Die Einzelstaaten sollen den Begriff des Niedrigstenergiegebäudes also selbst mit Leben füllen und dabei konkrete Anforderungswerte an den maximal erlaubten Gebäude-Energieverbrauch in ihrem Land festlegen. Aber dabei sollen sie natürlich im Rahmen der Vorgaben der EU-Gebäuderichtlinie bleiben. Dass diese Vorgaben – wie oben schon erwähnt – nicht besonders präzise sind, eröffnet den einzelnen Ländern sicherlich Spielräume. Was konkret unter „nearly zero-energy“ zu verstehen ist, entscheidet am Ende jeder selbst. In Deutschland muss dafür das Rad nicht neu erfunden werden. Die Anforderungen der EU-Richtlinie werden hierzulande einfach in die bestehende Energieeinsparverordnung eingearbeitet. In der EnEV 2014 ist das bereits weitgehend geschehen.
Neubau und Bestand
Die „nearly zero-energy“-Anforderung gilt grundsätzlich nur für Neubauten, also nicht für den Gebäudebestand. Die EU-Gebäuderichtlinie macht den Staaten gleichwohl aber auch neue Vorschriften im Zusammenhang mit Altbauten. Sind bei bestehenden Gebäuden ohnehin „größere Renovierungsarbeiten“ geplant, dann sollen auch für den Bestand die energetischen Anforderungen an Neubauten gelten. Für deutsche Hausbesitzer ist das im Prinzip nichts Neues. Sie kennen entsprechende Regelungen bereits aus der EnEV.

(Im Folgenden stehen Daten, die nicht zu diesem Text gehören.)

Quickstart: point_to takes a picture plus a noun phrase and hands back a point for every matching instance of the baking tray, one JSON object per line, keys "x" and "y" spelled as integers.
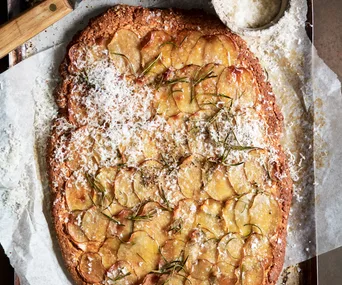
{"x": 301, "y": 274}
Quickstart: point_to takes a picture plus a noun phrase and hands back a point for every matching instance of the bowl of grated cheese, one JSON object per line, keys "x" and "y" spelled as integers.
{"x": 250, "y": 17}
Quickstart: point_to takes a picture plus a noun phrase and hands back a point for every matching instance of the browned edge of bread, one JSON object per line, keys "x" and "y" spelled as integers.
{"x": 134, "y": 18}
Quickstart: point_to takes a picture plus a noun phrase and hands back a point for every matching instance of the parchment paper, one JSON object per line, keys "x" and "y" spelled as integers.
{"x": 27, "y": 107}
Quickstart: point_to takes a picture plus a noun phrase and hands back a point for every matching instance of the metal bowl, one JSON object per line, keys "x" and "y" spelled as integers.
{"x": 284, "y": 6}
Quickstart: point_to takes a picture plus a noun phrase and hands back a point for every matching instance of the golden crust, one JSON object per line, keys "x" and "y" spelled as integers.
{"x": 141, "y": 21}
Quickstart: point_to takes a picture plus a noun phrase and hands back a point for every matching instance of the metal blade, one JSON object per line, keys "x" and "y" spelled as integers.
{"x": 75, "y": 3}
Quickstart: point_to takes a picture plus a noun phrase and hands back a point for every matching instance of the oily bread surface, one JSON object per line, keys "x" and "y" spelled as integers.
{"x": 141, "y": 21}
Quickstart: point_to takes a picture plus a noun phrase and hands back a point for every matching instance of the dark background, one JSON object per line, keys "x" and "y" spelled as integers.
{"x": 328, "y": 41}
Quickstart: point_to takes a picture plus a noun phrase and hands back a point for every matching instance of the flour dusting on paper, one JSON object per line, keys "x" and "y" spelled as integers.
{"x": 22, "y": 229}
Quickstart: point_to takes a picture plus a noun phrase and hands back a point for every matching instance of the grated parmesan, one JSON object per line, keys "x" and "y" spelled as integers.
{"x": 250, "y": 13}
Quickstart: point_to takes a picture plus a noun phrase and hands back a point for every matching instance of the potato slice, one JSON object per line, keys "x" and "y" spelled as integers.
{"x": 183, "y": 218}
{"x": 146, "y": 180}
{"x": 74, "y": 228}
{"x": 121, "y": 273}
{"x": 94, "y": 225}
{"x": 105, "y": 180}
{"x": 183, "y": 92}
{"x": 141, "y": 251}
{"x": 230, "y": 249}
{"x": 190, "y": 176}
{"x": 149, "y": 149}
{"x": 156, "y": 43}
{"x": 171, "y": 250}
{"x": 226, "y": 85}
{"x": 238, "y": 83}
{"x": 259, "y": 246}
{"x": 208, "y": 250}
{"x": 232, "y": 49}
{"x": 166, "y": 104}
{"x": 79, "y": 146}
{"x": 153, "y": 279}
{"x": 229, "y": 216}
{"x": 91, "y": 268}
{"x": 124, "y": 51}
{"x": 124, "y": 228}
{"x": 224, "y": 274}
{"x": 185, "y": 42}
{"x": 77, "y": 193}
{"x": 124, "y": 192}
{"x": 114, "y": 209}
{"x": 238, "y": 179}
{"x": 218, "y": 186}
{"x": 255, "y": 167}
{"x": 265, "y": 214}
{"x": 176, "y": 136}
{"x": 241, "y": 214}
{"x": 196, "y": 55}
{"x": 209, "y": 218}
{"x": 251, "y": 271}
{"x": 201, "y": 269}
{"x": 205, "y": 87}
{"x": 169, "y": 189}
{"x": 158, "y": 279}
{"x": 154, "y": 220}
{"x": 109, "y": 250}
{"x": 191, "y": 280}
{"x": 174, "y": 280}
{"x": 198, "y": 137}
{"x": 215, "y": 52}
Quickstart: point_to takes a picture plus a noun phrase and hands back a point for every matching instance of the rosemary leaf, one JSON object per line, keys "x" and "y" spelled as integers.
{"x": 119, "y": 277}
{"x": 97, "y": 186}
{"x": 254, "y": 225}
{"x": 150, "y": 66}
{"x": 112, "y": 219}
{"x": 127, "y": 59}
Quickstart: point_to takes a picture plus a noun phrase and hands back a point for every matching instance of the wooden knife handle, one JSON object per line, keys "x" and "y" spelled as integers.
{"x": 19, "y": 30}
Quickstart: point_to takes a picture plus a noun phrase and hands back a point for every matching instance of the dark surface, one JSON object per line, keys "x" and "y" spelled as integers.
{"x": 6, "y": 271}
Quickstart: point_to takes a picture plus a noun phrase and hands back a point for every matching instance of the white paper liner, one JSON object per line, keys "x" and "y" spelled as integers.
{"x": 27, "y": 107}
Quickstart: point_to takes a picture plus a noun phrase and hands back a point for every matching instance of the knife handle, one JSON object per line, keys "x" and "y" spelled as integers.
{"x": 30, "y": 23}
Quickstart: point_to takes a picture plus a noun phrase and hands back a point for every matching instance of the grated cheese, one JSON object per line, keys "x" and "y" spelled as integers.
{"x": 250, "y": 13}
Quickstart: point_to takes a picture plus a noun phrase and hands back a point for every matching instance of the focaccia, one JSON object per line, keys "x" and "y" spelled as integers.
{"x": 165, "y": 160}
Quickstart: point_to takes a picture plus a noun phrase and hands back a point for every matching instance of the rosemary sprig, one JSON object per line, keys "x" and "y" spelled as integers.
{"x": 234, "y": 164}
{"x": 209, "y": 74}
{"x": 120, "y": 277}
{"x": 127, "y": 59}
{"x": 253, "y": 225}
{"x": 163, "y": 196}
{"x": 148, "y": 216}
{"x": 177, "y": 80}
{"x": 217, "y": 95}
{"x": 97, "y": 186}
{"x": 150, "y": 66}
{"x": 176, "y": 226}
{"x": 174, "y": 266}
{"x": 112, "y": 219}
{"x": 241, "y": 147}
{"x": 167, "y": 43}
{"x": 228, "y": 250}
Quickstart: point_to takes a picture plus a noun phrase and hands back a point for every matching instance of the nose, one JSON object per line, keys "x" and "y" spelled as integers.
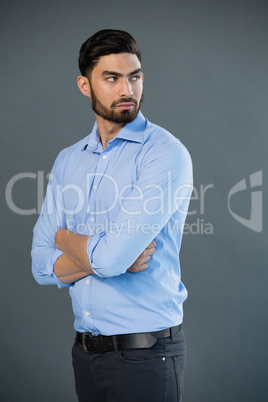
{"x": 126, "y": 88}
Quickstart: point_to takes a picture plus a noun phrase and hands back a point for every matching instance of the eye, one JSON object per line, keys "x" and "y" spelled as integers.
{"x": 135, "y": 77}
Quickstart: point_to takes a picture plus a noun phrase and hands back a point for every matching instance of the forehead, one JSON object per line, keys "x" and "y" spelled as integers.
{"x": 123, "y": 63}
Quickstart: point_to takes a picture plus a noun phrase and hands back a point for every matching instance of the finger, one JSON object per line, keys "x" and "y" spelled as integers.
{"x": 152, "y": 244}
{"x": 148, "y": 251}
{"x": 144, "y": 267}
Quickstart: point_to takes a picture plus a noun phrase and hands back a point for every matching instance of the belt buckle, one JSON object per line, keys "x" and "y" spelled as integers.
{"x": 85, "y": 335}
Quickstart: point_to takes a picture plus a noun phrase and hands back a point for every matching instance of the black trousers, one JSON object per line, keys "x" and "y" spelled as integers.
{"x": 134, "y": 375}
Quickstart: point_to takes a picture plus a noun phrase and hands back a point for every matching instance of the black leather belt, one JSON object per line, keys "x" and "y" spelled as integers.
{"x": 102, "y": 343}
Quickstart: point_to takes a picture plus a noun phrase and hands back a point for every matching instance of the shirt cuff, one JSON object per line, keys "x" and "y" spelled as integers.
{"x": 50, "y": 268}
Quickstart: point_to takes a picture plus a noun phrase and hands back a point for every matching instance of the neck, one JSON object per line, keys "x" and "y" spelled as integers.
{"x": 107, "y": 129}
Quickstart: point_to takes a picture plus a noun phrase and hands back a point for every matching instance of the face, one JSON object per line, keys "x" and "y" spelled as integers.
{"x": 116, "y": 87}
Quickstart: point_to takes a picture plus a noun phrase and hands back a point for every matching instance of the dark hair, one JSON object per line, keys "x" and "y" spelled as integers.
{"x": 103, "y": 43}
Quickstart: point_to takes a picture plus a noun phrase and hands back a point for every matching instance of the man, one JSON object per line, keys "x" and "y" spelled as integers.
{"x": 111, "y": 229}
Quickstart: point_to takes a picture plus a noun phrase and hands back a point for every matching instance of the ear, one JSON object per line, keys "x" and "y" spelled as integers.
{"x": 83, "y": 85}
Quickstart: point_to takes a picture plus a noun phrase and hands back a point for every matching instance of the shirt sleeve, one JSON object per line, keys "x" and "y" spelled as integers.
{"x": 44, "y": 253}
{"x": 163, "y": 188}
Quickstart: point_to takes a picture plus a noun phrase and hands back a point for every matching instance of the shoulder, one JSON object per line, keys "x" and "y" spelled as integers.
{"x": 161, "y": 144}
{"x": 72, "y": 151}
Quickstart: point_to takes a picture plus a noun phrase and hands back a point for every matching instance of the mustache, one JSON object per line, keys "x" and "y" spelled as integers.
{"x": 124, "y": 100}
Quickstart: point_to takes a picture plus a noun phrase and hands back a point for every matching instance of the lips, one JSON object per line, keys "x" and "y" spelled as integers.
{"x": 126, "y": 106}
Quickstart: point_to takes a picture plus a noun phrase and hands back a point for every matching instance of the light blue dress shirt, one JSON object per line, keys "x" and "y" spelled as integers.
{"x": 136, "y": 190}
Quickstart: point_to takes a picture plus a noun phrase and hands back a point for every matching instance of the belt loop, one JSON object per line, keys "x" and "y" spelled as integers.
{"x": 115, "y": 343}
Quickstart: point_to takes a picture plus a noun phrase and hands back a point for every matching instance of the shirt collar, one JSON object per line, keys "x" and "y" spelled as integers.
{"x": 133, "y": 131}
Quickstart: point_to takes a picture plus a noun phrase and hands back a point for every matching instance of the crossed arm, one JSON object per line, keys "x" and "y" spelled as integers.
{"x": 74, "y": 263}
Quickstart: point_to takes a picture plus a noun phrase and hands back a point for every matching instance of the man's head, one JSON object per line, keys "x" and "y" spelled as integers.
{"x": 110, "y": 64}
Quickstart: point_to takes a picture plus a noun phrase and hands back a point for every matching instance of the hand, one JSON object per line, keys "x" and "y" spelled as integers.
{"x": 141, "y": 262}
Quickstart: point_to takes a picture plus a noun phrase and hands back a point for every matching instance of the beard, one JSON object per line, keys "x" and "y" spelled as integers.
{"x": 113, "y": 114}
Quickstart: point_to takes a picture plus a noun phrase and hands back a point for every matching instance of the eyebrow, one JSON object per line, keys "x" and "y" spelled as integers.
{"x": 114, "y": 73}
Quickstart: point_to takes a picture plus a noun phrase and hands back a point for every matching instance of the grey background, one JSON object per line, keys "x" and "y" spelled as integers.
{"x": 205, "y": 67}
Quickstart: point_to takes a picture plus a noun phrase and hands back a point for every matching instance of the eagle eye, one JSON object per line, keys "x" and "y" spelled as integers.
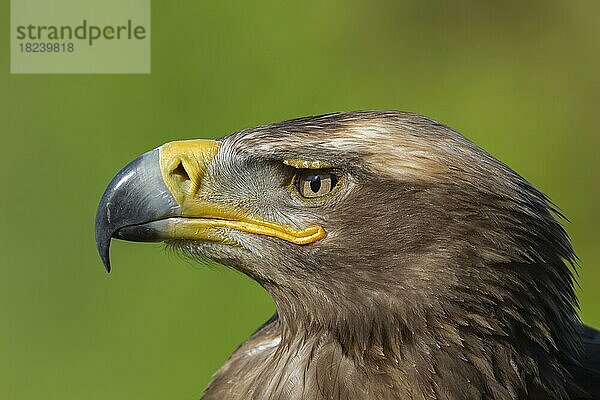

Grundsätzlich sieht die EU-Gebäuderichtlinie aber auch viele Ausnahmen vor – auch hier gibt es zwei Parallelen zur EnEV. So heißt es im Richtlinien-Text: „Ein Mitgliedsstaat ist nicht verpflichtet, Mindestanforderungen an die Gesamtenergieeffizienz festzulegen, die über die geschätzte wirtschaftliche Lebensdauer nicht kosteneffizient sind“. Das gilt für Neubau und Modernisierung gleichermaßen. Von der „nearly zero-energy“-Anforderung grundsätzlich ausgenommen sind zudem unter anderem auch denkmalgeschützte Häuser, frei stehende Gebäude mit einer Gesamtnutzfläche von weniger als 50 m², Wohnhäuser, die nur für eine begrenzte jährliche Dauer genutzt werden, und Gebäude, die für Gottesdienste und sonstige religiöse Zwecke verwendet werden.